“Attacchi senza precedenti dalla fine della guerra” e “dichiarazioni oltraggiose” da parte del governo italiano: con queste durissime parole la Francia ha ritirato il proprio ambasciatore a Roma per consultazioni. In effetti, conferma Francesco De Remigis, corrispondente da Parigi del Giornale, un dissidio del genere non succedeva tra paesi dell’Unione da allora: “E’ evidente che ci sono nervi scoperti tra i due paesi ormai da tempo e che alla luce delle elezioni europee salgono ancor più alla ribalta”. In questo quadro Macron continua a essere messo alla corde dai movimenti di protesta interni, tanto che, sebbene non ancora annunciato ufficialmente, il presidente francese intende sottoporre i suoi cittadini a un referendum in concomitanza con il voto per il Parlamento europeo del 26 maggio. Sempre secondo De Remigis, si tratta del tentativo del presidente francese di venire incontro alle istanze del movimento dei gilet gialli per cercare di arginare una protesta che dura ormai da dodici settimane. Ma potrebbe trasformarsi in un’arma a doppio taglio, come i recenti referendum della Brexit o quello voluto da Matteo Renzi sulla riforma costituzionale hanno dimostrato.
Il richiamo in patria dell’ambasciatore francese dall’Italia è un precedente che non accadeva dalla fine della Seconda guerra mondiale. Cosa significa?

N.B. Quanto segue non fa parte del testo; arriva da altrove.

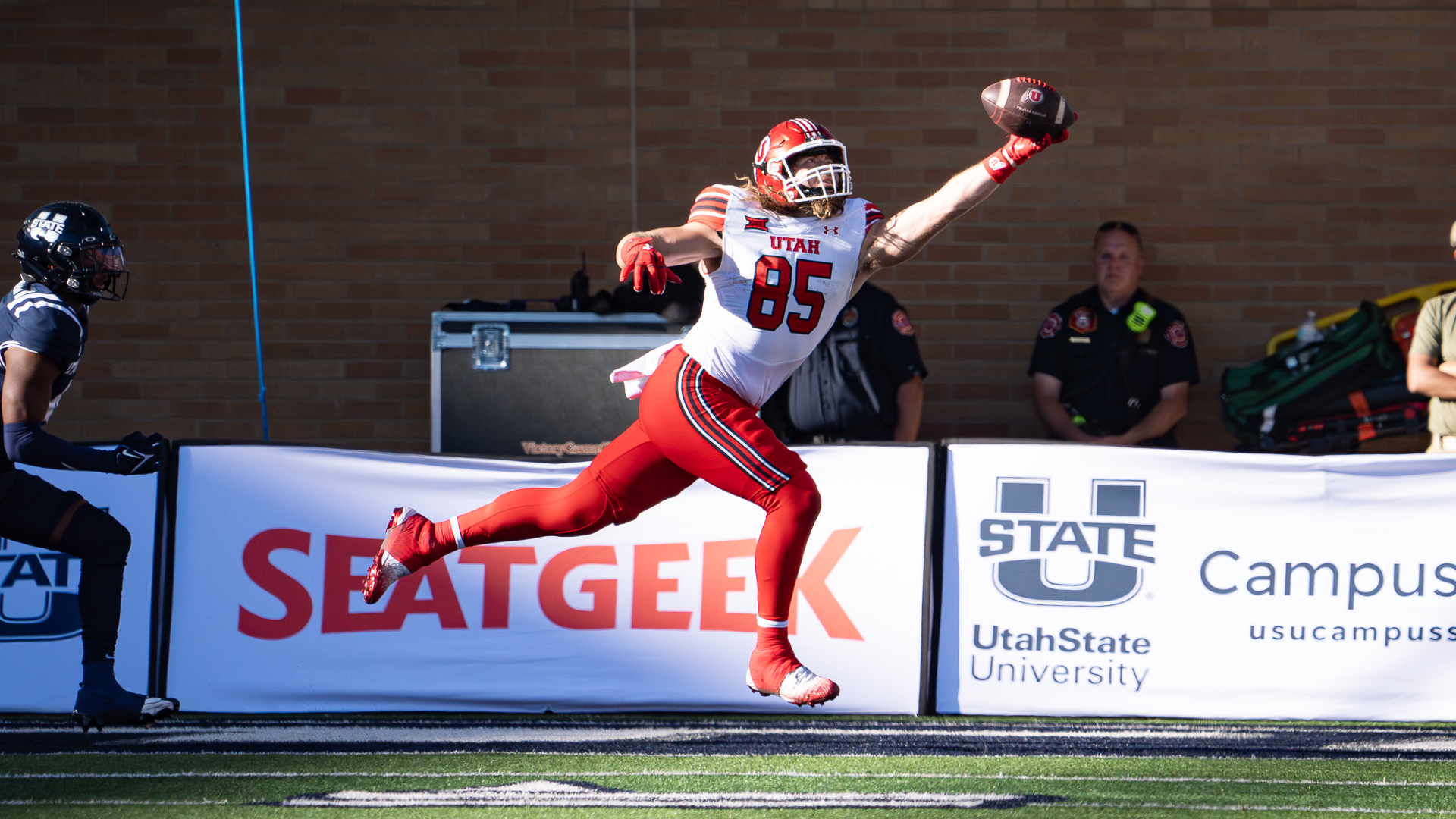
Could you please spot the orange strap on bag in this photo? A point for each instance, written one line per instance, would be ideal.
(1362, 409)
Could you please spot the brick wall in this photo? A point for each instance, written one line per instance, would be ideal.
(1279, 155)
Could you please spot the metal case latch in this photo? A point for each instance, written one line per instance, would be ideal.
(491, 346)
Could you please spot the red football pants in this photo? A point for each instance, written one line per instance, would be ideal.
(689, 426)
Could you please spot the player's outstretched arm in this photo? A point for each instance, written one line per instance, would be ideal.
(647, 254)
(908, 232)
(24, 403)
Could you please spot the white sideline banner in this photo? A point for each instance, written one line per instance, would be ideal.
(1085, 580)
(658, 614)
(39, 618)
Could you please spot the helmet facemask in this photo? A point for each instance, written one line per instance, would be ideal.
(819, 183)
(82, 271)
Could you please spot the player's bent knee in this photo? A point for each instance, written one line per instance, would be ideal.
(800, 497)
(582, 507)
(98, 537)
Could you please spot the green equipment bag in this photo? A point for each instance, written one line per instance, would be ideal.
(1289, 387)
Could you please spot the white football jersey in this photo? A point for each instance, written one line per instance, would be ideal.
(781, 284)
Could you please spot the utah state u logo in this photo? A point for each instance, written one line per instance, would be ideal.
(38, 595)
(1069, 563)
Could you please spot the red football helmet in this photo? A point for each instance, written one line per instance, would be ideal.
(789, 139)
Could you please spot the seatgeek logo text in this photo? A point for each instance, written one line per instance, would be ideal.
(1043, 553)
(574, 589)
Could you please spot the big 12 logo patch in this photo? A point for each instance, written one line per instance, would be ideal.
(1071, 563)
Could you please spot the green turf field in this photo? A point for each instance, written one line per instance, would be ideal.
(221, 784)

La nota del Quai d’Orsay ha usato parole forti, siamo davanti a un’escalation evidente. A gennaio era stato convocato l’ambasciatore italiano a Parigi, oggi la situazione si è decisamente aggravata. Ci sono dei nervi scoperti su cui Francia e Italia fanno fatica a confrontarsi e alla vigilia delle elezioni europee si prestano a strumentalizzazioni politiche da tutte e due le parti.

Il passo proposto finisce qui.